Podsumowanie pierwszego Bingo – czytelnicy

NADOL

2A. Sturmwind – post Segowy shmup z dojczlandem wypływającym w dubbingu do naszych uszu, graficznie potwór, pierwsze promienie słoneczne uderzające z ekranu prawie zapaliły świeczkę trzymaną przy biurku w razie wyskoczenia korków podczas głośnego seksu białego jak najpiękniejsze kochanki prezesa Segi Dreamcasta z płytą. Miód dla mych uszu i oczu, chociaż dynamika co najwyżej średnia, a to może boleć zapaleńców shmupikowych.

Sturmwind Dreamcast recenzja

4A. Devil May Cry 5 – w sumie przelazłem aktualnie 5 razy próbując wbić na każdym z możliwych poziomów w każdej misji legendarne S, do dzisiaj się z tym bawię, ale to już mastering. Świetny powrót Dantego i jego ziomeczka Nero, ale niestety do 3 i 1 części trochę brakuje.

5A. Retronizacja – byłem, GameCube’a zapomniałem, ale chociaż Repip ponosił tivika ważącego więcej niż chyba ja i rozprostował kości.

2B. Kingdom Hearts 3 – ostatnia część maratonu z Kingdom Hearts, po którym widziałem wszędzie kaczory donaldy i myszki miki, ładnie mnie wtedy sponiewierało na psychice, każdemu odradzam branie się za tę serię za jednym zamachem.

3B. Shadow of Memories– z recenzji średniak… ogólnie też średniak, ale z duszą! gdyby się tylko gra tak nie zestarzała to zapewne więcej dobrych ludzi miałoby okazję zapobiec przeszłości, Efekt Motyla PS2.

Shadow of Memories, RETROrecka

4B. Ninja Gaiden NES – kultowy i na pewno nieprzereklamowany szpil z kozackim intro i przerywnikami filmowymi (taaaa, na pewno filmowymi). Kocham gierkę i przechodzę w sumie co jakiś czas, kto nie grał ten trąba.

5B. Glass Rose– piękny szpil z mechaniką skupiającą się wokół konwersacji, co za tym idzie gra nie dla wszystkich (ślamazarne tempo), mimo wszystko historia niczym w książce z świetnymi postaciami pobocznymi, warto chociaż spróbować!

Glass Rose PS2 Recenzja

2C. Battle Circuit – bitka z szalonymi postaciami, miasto przyszłości, Bounty Hunters i kozackie wynagradzanie gracza w postaci wykupowania coraz to nowszych ataków, a e s t e t y c z n y bit em ap z klasą od Capcomu!

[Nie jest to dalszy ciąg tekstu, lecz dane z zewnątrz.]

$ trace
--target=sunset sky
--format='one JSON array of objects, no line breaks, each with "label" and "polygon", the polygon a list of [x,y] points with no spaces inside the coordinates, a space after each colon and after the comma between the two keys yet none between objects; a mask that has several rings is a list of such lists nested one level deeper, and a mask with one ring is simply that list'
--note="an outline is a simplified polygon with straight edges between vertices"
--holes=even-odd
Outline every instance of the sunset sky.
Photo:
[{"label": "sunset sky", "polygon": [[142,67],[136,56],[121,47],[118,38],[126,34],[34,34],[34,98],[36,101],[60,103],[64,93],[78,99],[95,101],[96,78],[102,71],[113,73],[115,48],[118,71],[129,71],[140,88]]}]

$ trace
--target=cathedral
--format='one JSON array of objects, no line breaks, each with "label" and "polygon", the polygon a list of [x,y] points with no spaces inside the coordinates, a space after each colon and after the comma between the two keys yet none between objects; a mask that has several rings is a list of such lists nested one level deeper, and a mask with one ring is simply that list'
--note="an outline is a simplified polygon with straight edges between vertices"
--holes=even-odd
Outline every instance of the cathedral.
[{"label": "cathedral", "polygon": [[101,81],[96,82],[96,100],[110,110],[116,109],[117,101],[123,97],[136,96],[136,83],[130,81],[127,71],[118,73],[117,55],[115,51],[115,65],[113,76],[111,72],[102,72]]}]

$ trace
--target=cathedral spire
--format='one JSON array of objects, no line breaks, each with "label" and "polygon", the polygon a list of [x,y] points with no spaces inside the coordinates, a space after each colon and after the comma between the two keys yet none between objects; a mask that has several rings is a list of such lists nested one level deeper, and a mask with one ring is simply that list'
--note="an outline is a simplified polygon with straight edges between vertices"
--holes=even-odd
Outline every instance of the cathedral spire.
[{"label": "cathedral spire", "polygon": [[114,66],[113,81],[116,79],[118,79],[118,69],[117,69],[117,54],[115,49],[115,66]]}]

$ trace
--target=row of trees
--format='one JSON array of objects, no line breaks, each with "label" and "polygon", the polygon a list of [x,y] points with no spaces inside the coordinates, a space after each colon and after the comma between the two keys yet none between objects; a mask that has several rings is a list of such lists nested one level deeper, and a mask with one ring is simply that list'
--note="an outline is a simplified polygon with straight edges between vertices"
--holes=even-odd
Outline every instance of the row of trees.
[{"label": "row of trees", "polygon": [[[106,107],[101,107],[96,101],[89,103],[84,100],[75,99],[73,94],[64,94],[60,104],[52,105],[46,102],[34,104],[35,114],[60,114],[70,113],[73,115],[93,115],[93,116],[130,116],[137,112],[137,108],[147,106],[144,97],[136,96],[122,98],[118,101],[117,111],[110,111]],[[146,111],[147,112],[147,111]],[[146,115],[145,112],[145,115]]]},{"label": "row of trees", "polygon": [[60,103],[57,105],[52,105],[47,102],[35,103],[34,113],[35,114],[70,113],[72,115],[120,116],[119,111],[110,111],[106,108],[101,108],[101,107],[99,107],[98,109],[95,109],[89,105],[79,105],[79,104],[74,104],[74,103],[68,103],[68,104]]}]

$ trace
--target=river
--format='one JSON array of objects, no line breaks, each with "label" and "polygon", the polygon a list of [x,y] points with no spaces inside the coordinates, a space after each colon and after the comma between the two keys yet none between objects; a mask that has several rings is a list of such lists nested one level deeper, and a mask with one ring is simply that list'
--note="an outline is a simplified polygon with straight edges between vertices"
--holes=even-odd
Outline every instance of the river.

4C. Burning Rangers Sonic Team i strażacy, bardzo ciekawy tytuł o strażakach przyszłości na Segę Saturn, w pełni 3D z swoimi mankamentami pierwszych tego typu gier, ale niezwykle klimatyczny i co najważniejsze – czaderski!

5C. Shadow Hearts – aktualnie najlepszy chyba mój JRPG na czarnulkę, genialne miejscówki, klimat horroru i świetna mechanika walki okraszona fajnym patentem z pierścieniami. KLIMAT i jeszcze raz KLIMAT, to po prostu trzeba ograć!

1D. NEO-GEO: A Visual History – świetna książka na pół z artbookiem dotycząca konsol firmy Neo Geo, niesamowicie ciekawe informacje, przepiękne zdjęcia gier jak i konsol oraz automatów, jedyny minus – wydana wyłącznie po angielsku przez Bitmaps.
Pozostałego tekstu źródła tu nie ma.